To complete the theoretical analysis NMR, UV/vis as well as ECD spectra were calculated at the CAM-B3LYP/6-311G(d,p) level of theory and the effect of different solvents (THF or Et2O) were included through the polarizable continuum model (PCM) (see Supporting Information for details). The hydroxy group proton signal in the 1H NMR spectrum was found to be especially sensitive to the particular isomeric state and thus was predicted to be a powerful probe for conformational analysis. UV/vis spectra report on significant electronic changes such as E or Z configuration of the central double bond and especially its braking during the constitutional alteration step. Electronic circular dichroism (ECD) spectra are highly sensitive to the particular helicity of the isomers, which would complete an unambiguous assignment of spectral species in the experiments.

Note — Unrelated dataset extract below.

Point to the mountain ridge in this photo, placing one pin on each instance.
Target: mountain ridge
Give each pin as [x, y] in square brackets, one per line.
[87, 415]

A similar theoretical analysis was conducted for methoxy-substituted derivative 2 lacking the capacity for intramolecular hydrogen bonding. In this case the energy profile reveals that compound 2 also is a motor but adheres to the classical four-step cycle (including states A-2, B-2, C-2, and E-2) with alternating photochemical and thermal helix inversion steps. The sense of directionality is the same as in motor 1, which directly shows that hydrogen bonding in this classical rotation mechanism is not responsible for unidirectionality. Additionally, the C-2 isomer is now the global minimum and significantly less energy is stored in the metastable states B-2 (3.13 kcal/mol) and E-2 (4.84 kcal/mol). With this energy profile full unidirectionality would still be present, as the thermal helix inversion steps from B-2 to C-2 and E-2 to A-2 still lead to complete conversions and thus to effective ratcheting. Like for 1 the most stable structures A-2 and C-2 feature a syn-relation of the large i-propyl group and the aromatic methoxy group in ortho-position to the central double bond at the five membered indanone ring. It thus becomes clear that the size differences at the stereogenic center are primarily responsible for dictating the sense of directionality.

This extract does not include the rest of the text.